Barriers to Pain Care

Dr. Sherry D. Mcallister Chiropractor San Jose, CA

Dr. Sherry Mcallister is a Chiropractor practicing in San Jose, CA. Dr. Mcallister specializes in preventing, diagnosing, and treating conditions associated with the neuromusculoskeletal system, while improving each patients functionality and quality of life. Conditions treated include sciatica, neck pain, and arthritis... more

Much of the discussion around preventing opioid misuse and addiction has centered on reducing the number of prescriptions, but what about how we pay for them? A recent study and associated commentary published in JAMA Network Open indicates that payers could play a meaningful role in curbing prescriptions through changing health plan designs and reducing patient out-of-pocket spending.

The study, “Coverage of Nonpharmacologic Treatments for Low Back Pain Among U.S. Public and Private Insurers,” examines coverage policies across a nationally representative sample of commercial, Medicare Advantage and Medicaid plans. It finds, surprisingly, that nonpharmacologic therapies were often more expensive and required more bureaucratic steps than opioids, although both therapies have been shown to be as effective, if not more effective, for musculoskeletal pain. In fact, a recent meta-analysis published in JAMA, which included 96 randomized clinical trials, concluded opioids produced only small improvements for chronic non-cancer pain and physical functioning and nonopioid treatments may be equally as effective.

Given the tendency for patients to choose the least costly and most convenient form of care, whether it is effective or not, health policies need to transform to make nonpharmacologic pain treatments more attractive and accessible.

Patients Bearing Greater Costs

The study’s lead author, James Heyward, MPH, a research data analyst at the Johns Hopkins Center for Drug Safety and Effectiveness, found a wide range of copayments for nonpharmacologic therapies for pain, such as physical and occupational therapy and chiropractic care. One commercial health plan, for example, required their members to pay as much as $60 per co-pay for chiropractic care, while the average Medicare Advantage co-pay for physical therapy visit was $40. Meanwhile, in the commentary, Christine M. Goertz, DC, Ph.D., and Steven Z. George, PT, Ph.D., cite research that shows health plans’ preferred generic opioid prescription that costs members only $10 a month.

The financial incentive to refill a prescription is reinforced with additional convenience and time-saving benefits. Although a follow-up chiropractic care visit, for example, typically only takes 10 to 15 minutes, patients still need to leave home or work and cope with weather, traffic and parking and then pay a significant co-payment, or pay completely out of pocket, in some instances. In addition, chiropractic care and physical therapy typically require several appointments before patients experience significant chronic pain relief. Physical and occupational therapy appointments also often require strenuous exercises to restore function.

Nonpharmacologic treatments also undergo more scrutiny from payers. The Heyward study found that more than half of insurers placed visit limits on chiropractic care, as well as physical and occupational therapy, while others instituted medical necessity reviews and other preauthorization requirements.

Eliminating Barriers to Safer Care

To steer more Americans toward evidence-based and effective clinical pathways, health insurers and government healthcare policymakers cannot simply move opioids to a higher price tier or require a more rigorous preauthorization process for the medications. That will only result in greater pain and suffering. In fact, the Economic Policy Institute has found that increased cost-sharing in health plan policies tends to burden those patients who need the care the most, leading them to forgo care.

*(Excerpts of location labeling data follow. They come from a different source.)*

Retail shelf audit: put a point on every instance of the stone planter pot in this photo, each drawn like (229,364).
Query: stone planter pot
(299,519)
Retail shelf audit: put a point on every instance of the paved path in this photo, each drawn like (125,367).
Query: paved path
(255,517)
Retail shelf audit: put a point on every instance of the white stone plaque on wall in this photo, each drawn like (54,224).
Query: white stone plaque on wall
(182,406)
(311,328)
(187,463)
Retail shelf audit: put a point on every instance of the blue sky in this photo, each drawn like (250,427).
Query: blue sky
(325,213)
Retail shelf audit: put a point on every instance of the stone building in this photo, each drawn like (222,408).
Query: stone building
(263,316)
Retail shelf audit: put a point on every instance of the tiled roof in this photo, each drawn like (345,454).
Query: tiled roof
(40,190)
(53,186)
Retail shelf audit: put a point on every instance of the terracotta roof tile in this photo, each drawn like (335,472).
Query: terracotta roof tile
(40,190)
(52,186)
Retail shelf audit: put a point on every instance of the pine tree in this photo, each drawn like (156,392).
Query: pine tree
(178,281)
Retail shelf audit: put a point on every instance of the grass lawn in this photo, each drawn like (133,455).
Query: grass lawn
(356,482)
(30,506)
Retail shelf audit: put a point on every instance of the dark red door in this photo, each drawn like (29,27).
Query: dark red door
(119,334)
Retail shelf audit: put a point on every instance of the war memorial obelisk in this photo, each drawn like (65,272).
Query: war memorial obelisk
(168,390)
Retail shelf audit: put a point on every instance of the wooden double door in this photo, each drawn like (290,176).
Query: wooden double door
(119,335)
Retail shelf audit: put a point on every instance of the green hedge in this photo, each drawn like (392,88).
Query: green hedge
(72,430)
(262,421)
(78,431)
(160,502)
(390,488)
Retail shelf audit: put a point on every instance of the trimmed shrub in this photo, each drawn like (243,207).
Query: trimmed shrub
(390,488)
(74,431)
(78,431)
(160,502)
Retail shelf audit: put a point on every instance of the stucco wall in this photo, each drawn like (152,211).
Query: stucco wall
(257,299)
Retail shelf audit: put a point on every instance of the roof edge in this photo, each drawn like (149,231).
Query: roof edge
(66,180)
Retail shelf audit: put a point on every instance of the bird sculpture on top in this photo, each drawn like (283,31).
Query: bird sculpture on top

Instead, the study shows that health plans can take steps to help reverse the course. These measures could include:

  1. Reduce copays for evidence-based and effective treatments, such as chiropractic care, physical and occupational therapy
  2. Decrease unnecessary administrative obstacles, such as medical necessity reviews, for these conservative, cost-effective treatments
  3. Eliminate visit limits to encourage members to make such therapies part of their long-term, chronic pain management strategy, preventing the need for pharmacologic interventions
  4. Increase collaboration and coordination between medical and pharmacy health plan leaders to encourage members to pursue nonpharmacologic interventions for chronic pain
  5. The Centers for Medicare and Medicaid Services should seek input from the entire spectrum of healthcare providers and professionals, including doctors of chiropractic, and physical and occupational therapists, as they design policies and guidelines for the newly passed “Substance Use-Disorder Prevention that Promotes Opioid Recovery and Treatment (SUPPORT) for Patients and Communities Act.”

By incentivizing effective, evidence-based nonpharmacologic care, such as spinal manipulation, patients would be more willing to pursue these treatments for their pain. A recent study published in The Lancet points out the latest U.S., United Kingdom and Danish clinical guidelines for treating low back pain endorse spinal manipulation for acute and chronic low back pain.

As patients start to feel relief and increase their range of motion through such treatments, drug-free care would become part of their lifestyle and integral to their long-term, chronic pain management strategy.